Salah satu pos yang biasanya terlupakan atau dianggap sepele dalam membagi keuangan adalah menyisihkan sebagian penghasilan agar disimpan sebagai ‘dana darurat’.

Apa sih dana darurat itu? Dana darurat adalah uang tabungan yang disisihkan dari penghasilan tetap yang bertujuan untuk berbagai keperluan mendesak atau tiba-tiba seperti ; Sakit yang tidak ditanggung BPJS atau asuransi, saat terjadi pemecatan dari kantor atau hal-hal yang membuat kita secara tiba-tiba tidak ada pemasukan, bisa juga untuk biaya perbaikan kondisi rumah, kendaraan, dan lain sebagainya.

Menghitung berapa dana darurat yang dapat disisihkan sekaligus dibutuhkan seseorang pasti akan berbeda-beda.
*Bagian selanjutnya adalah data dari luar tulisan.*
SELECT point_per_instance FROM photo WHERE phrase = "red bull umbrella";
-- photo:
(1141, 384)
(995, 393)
Akan tetapi, untuk mengetahui berapa jumlah ideal dana darurat yang seharusnya kamu miliki tetap bisa dilakukan dengan cara mengidentifikasi kondisimu saat ini dengan klasifikasi sebagai berikut :

Dana Darurat untuk yang Belum Punya Tanggungan (single)
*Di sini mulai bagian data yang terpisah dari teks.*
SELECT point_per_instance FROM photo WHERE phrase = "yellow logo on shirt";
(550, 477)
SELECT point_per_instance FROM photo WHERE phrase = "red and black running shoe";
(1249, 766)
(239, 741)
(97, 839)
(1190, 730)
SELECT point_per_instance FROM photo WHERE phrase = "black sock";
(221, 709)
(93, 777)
Jika kamu belum menikah dan tidak mempunyai tanggungan, jumlah ideal dana darurat yang saat ini harusnya kamu miliki adalah 6x lipat dari total pengeluaran kamu.

Dana Darurat untuk yang Menikah Namun Belum Memiliki Anak

Jika kamu sudah menikah dan mempunyai tanggungan, namun belum mempunyai anak, jumlah ideal dana darurat yang saat ini harusnya kamu miliki adalah 9x lipat dari total pengeluaran kamu.

Dana Darurat untuk yang Menikah dan Sudah Memiliki Anak

Jika kamu sudah menikah dan sudah dikaruniai anak, jumlah dana darurat kamu sudah seharusnya jauh lebih besar. Jumlah ideal dana darurat yang saat ini harusnya kamu miliki adalah 12x lipat dari total pengeluaran kamu.

Nah, untuk kamu yang saat ini tabungan atau dana darurat mu belum mencapai nilai ideal yang disebutkan diatas, jangan khawatir ya. Karena tidak ada kata terlambat untuk memulai menyisihkan pendapatan bulanan kamu untuk mulai mengumpulkan dana darurat yang nanti nya bisa berguna untuk keperluan-keperluan tidak terduga.